To run the backend locally, follow these steps:

  1. Install Dependencies:

    • Ensure you have Node.js v22.12.0 and npm installed.
    • Navigate to the backend's root directory (where package.json is located).
    • Run:
    npm install
  2. Configure PostgreSQL:

    • Install PostgreSQL if not already installed.
    • Create a database named task_db.
    • Note the database name, user, and password for the .env file.
  3. Create an .env File:

    • In the backend root directory (backend), create a file named .env with the following content:
    # App
    PORT=4000
    FRONTEND_URL=http://localhost:3000
    
    # Supabase auth
    SUPABASE_URL=https://lmomvxdophesuqdghzpv.supabase.co
    SUPABASE_ANON_KEY=eyJhbGciOiJIUzI1NiIsInR5cCI6IkpXVCJ9.eyJpc3MiOiJzdXBhYmFzZSIsInJlZiI6Imxtb212eGRvcGhlc3VxZGdoenB2Iiwicm9sZSI6ImFub24iLCJpYXQiOjE3MzU5NTYwODUsImV4cCI6MjA1MTUzMjA4NX0.SgW7W43lOFF40TiG0Q-i5wSWM_b-6B6SAt7DXI5NVpI
    
    # PostgreSQL user (replace user and password with your PostgreSQL credentials)
    DATABASE_URL=postgresql://user:password@localhost:5432/task_db
    
    # Swagger UI
    ENABLE_SWAGGER=true
    

    Security Notice: The above Supabase credentials are for demonstration purposes only and should not be used for production. Ensure proper security configurations and avoid sharing real credentials publicly.

  4. Run Prisma Setup (Database & Client Generation):

    • Initialize the database and apply migrations (this creates the Task table automatically):
    cd backend
    npm run prisma:migrate
    • Generate the Prisma Client for interacting with the database:
    npm run prisma:generate
    • Seed the Task table with sample data using provided seed.ts script:
    npm run prisma:seed

    If anything doesn't work as expected, check your PostgreSQL database user credentials in the .env file.

  5. Start the Backend:

    • Run the following commands:
    # Development
    npm run dev
    
    # Production
    npm run build
    npm run start
  6. Access the Application:

  7. Authenticating in Swagger:

    • Log in via the Login route in the Swagger UI with the demo login credentials. The cookie will be set and you will be able to access the other routes.
  8. Demo Login Credentials (for Testing Only):

    Email:
    testuser@example.com
    
    Password:
    ReactDemo123
    

    These credentials should be used for testing purposes only.

  9. To log out and clear the cookie, use the Logout route in the Swagger UI.

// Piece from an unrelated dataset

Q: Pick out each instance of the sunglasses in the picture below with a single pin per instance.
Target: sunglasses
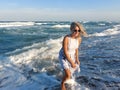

  10. If you want to run the frontend locally, create the following .env.local and .env.production files in the frontend root directory:

    .env.local:

    NEXT_PUBLIC_API_URL=http://localhost:4000

    .env.production:

    NEXT_PUBLIC_API_URL=https://api.yourdomain.com

    or just use http://localhost:4000 for production too.

Running the Frontend Locally Without Docker

To run the frontend locally, first make sure that the backend is running at http://localhost:4000 and run the following commands from the root directory:

cd frontend
npm run build
npm run start

The frontend will be available at http://localhost:3000.

Authentication

How Authentication Works

  • The backend uses HTTP cookies for authentication.
  • When a user logs in with Supabase auth, the backend sets an authToken cookie containing the authentication token.
  • All subsequent requests to protected endpoints require the authToken cookie.

Logging In

To authenticate, send a POST request to /api/auth/login with the following JSON payload:

{
  "email": "testuser@example.com",
  "password": "ReactDemo123"
}
  • If authentication is successful, the response will include a Set-Cookie header with authToken.

  • The client must store and send this cookie in all subsequent requests.

Using Swagger UI with Cookie-Based Authentication

  1. Navigate to http://localhost:4000/api-docs.
  2. Go to the POST /api/auth/login endpoint.
  3. Enter the demo credentials and execute the request.
  4. Once logged in, Swagger will automatically store the authentication cookie.
  5. Now you can access protected routes like GET /api/tasks without manually setting an authorization token.
  6. To log out, send a POST request to /api/auth/logout. This will clear the authentication cookie.